Attenders are Friends who attend to the Spirit (however named) using the Friends Meeting for Worship as a vehicle for group (corporate) experience and worship.
If an attender is led by the spirit to seek membership status, she or he should write a letter to the Meeting's Oversight Committee. This triggers a process involving a Clearness Committee wherein the attender tests this leading, a kind of peer review process. See the Meeting's documentation for details.
However, it is not a requirement of Friends that attenders seek membership in order to fully participate in the life of the meeting. Committee work is open to all, and the label of "Friend" is used liberally to embrace all participants in the Religious Society who wish to claim some level of affiliation.
One's level of participation, more than one's status on paper, is often a better gauge of one's degree of commitment to Friends and their testimonies. Attenders may identify themselves as attending Friends e.g. "I attend such-and-such a meeting" whether or not they claim membership status.
Membership brings with it some new practices however. Members should expect their Meeting to be involved in carrying out their wishes upon death. What do you want to happen with your Flickr account, your Facebook, your email? What should happen with your body and so forth.
Attenders usually have not taken the step of asking a Meeting for these kinds of services, though I know of exceptions.
Membership, once acquired, may be transferred from Meeting to Meeting by a recognized process (see Faith and Practice or similar documentation). Other forms of membership, not obtained through any specific monthly meeting, may be available, either through a Yearly Meeting or perhaps FWCC. Check manuals for the latest practices or write to the clerk of one of these bodies for more information.
The choice to not pursue membership does not mean one is a second class participant in the life of a Meeting, only that one may have made other arrangements with regard to the dying process.
The practice around weddings is similar: one may have a Quaker wedding without being a member, or be a member yet choose to wed in a different manner, perhaps because other family would prefer to celebrate in a different tradition.
Sometimes a new Meeting will form from a worship group in such a manner that the attenders attain membership in the process of the Meeting itself becoming recognized as part of a larger group of meetings.
However, in the case of breakaway Meetings, affiliation with other Quaker organizations may come later if at all. Not all Friends recognize one another as Friends of their own kind (the division between unprogrammed and pastoral is an old schism, however there are others as well).
Attending Friends may choose to not seek membership because their affiliations extend to other traditions, some of which may be controversial among Friends.
A given membership may collectively fear infiltration by "pagans" or "spies" or "gangs" or "ranters" or "the AFSC" or "clerics" some other persuasion judged "not Friendly enough".

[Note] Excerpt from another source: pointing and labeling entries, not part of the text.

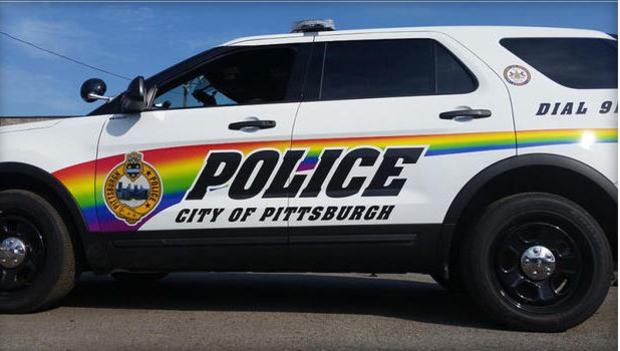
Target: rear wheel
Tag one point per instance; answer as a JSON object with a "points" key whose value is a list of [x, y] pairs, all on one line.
{"points": [[37, 263], [537, 262]]}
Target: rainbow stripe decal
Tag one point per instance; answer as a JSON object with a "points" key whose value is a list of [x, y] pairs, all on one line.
{"points": [[179, 166]]}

Rather than rock the boat by insisting on membership, attender status may be the way to go i.e. continuing to participate as an attender may be the most "sympatico" or mutually agreeable outcome for a given special case Friend. Ben Franklin might be considered a role model in this regard.
Note that a common practice among Friends, historically speaking, among members and attenders alike, is journaling, which these days might mean blogging.
If you're looking to adopt more Friends' practices, consider taking up journaling in some way shape or form. More and more people are doing that anyway, which might be taken as a sign that Friends were on to something early -- which fact should probably not seem surprising given Friends attend to the leading of the spirit or zeitgeist.